LLM-Based Data Generation and Clinical Skills Evaluation for Low-Resource French OSCEs
2026-04-09 • Computation and Language
Computation and Language
AI summaryⓘ
The authors studied how to use advanced language models to help train French medical students by creating and scoring practice doctor-patient interviews automatically. Because real French training data is very rare, they made a system that generates pretend interviews showing different skill levels and uses language models to give feedback. They tested several models and found that even medium-sized ones can score these practice interviews almost as well as the best models. This approach could help provide more practice and feedback without needing many human teachers and keep data private.

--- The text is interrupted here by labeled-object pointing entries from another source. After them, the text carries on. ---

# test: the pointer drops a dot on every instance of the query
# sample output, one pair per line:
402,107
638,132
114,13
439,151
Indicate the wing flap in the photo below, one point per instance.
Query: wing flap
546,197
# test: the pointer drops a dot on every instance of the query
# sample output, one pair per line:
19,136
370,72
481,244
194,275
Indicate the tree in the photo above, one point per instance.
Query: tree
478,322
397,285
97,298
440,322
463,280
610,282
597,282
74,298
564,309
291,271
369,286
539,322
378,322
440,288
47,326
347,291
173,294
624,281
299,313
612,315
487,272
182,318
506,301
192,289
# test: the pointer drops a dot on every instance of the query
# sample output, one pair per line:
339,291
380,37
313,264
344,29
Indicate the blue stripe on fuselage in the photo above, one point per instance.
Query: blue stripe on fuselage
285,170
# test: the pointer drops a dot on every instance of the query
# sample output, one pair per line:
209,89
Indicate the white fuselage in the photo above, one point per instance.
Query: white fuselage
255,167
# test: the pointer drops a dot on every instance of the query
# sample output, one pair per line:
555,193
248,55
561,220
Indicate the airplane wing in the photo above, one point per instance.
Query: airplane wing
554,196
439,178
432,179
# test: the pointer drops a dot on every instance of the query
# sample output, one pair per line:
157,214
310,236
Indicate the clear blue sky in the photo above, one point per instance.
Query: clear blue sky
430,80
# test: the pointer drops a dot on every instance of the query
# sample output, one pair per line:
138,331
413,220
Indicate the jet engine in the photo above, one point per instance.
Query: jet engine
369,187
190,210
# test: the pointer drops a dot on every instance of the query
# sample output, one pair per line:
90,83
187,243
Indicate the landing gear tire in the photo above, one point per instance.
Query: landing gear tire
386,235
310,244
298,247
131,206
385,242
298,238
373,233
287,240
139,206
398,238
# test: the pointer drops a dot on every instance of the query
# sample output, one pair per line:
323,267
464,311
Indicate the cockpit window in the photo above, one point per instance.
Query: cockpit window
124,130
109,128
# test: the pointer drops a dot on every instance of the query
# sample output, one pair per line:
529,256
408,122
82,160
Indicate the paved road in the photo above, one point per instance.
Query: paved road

OSCENatural Language ProcessingLarge Language ModelsFrench medical educationsynthetic data generationautomatic evaluationclinical communication skillsprivacy-preserving AIbenchmarkinglanguage model parameters
Authors
Tian Huang, Tom Bourgeade, Irina Illina
Abstract
Objective Structured Clinical Examinations (OSCEs) are the standard method for assessing medical students' clinical and communication skills through structured patient interviews. In France, however, the organization of training sessions is limited by human and logistical constraints, restricting students' access to repeated practice and structured feedback. Recent advances in Natural Language Processing (NLP) and Large Language Models (LLMs) now offer the opportunity to automatically evaluate such medical interviews, thereby alleviating the need for human examiners during training. Yet, real French OSCE annotated transcripts remain extremely scarce, limiting reproducible research and reliable benchmarking. To address these challenges, we investigate the use of LLMs for both generating and evaluating French OSCE dialogues in a low-resource context. We introduce a controlled pipeline that produces synthetic doctor-patient interview transcripts guided by scenario-specific evaluation criteria, combining ideal and perturbed performances to simulate varying student skill levels. The resulting dialogues are automatically silver-labeled through an LLM-assisted framework supporting adjustable evaluation strictness. Benchmarking multiple open-source and proprietary LLMs shows that mid-size models ($\le$32B parameters) achieve accuracies comparable to GPT-4o ($\sim$90\%) on synthetic data, highlighting the feasibility of locally deployable, privacy-preserving evaluation systems for medical education.